The new random variable $$Y$$ is uniform on the three values $$1, e, e^2$$.

But if $$X$$ has a density then both $$X$$ and $$Y$$ have a continuum of values and we have to be more careful.

The method we developed in the previous section for finding the density of a linear function of a random variable can be extended to non-linear functions.

## 16.2.1. Change of Variable Formula for Density: Increasing Function¶

The function $$F^{-1}$$ is differentiable and increasing.

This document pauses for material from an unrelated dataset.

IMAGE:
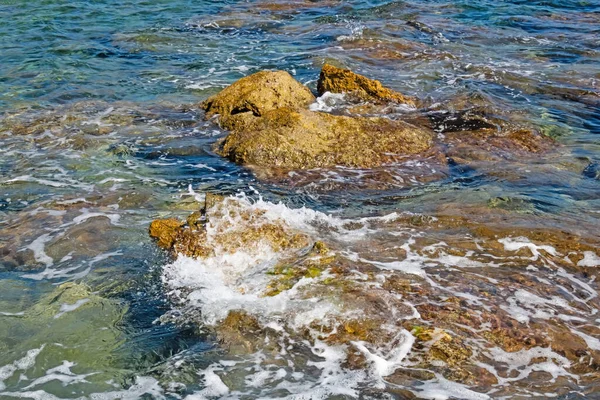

We will now develop a general method for finding the density of such a function applied to any random variable that has a density.

Let $$X$$ have density $$f_X$$. Let $$g$$ be a smooth (that is, differentiable) increasing function, and let $$Y = g(X)$$. Examples of such functions $$g$$ are:

• $$g(x) = ax + b$$ for some $$a > 0$$. This case was covered in the previous section.

• $$g(x) = e^x$$

• $$g(x) = \sqrt{x}$$ on positive values of $$x$$

To develop a formula for the density of $$Y$$ in terms of $$f_X$$ and $$g$$, we will start with the cdf as we did above.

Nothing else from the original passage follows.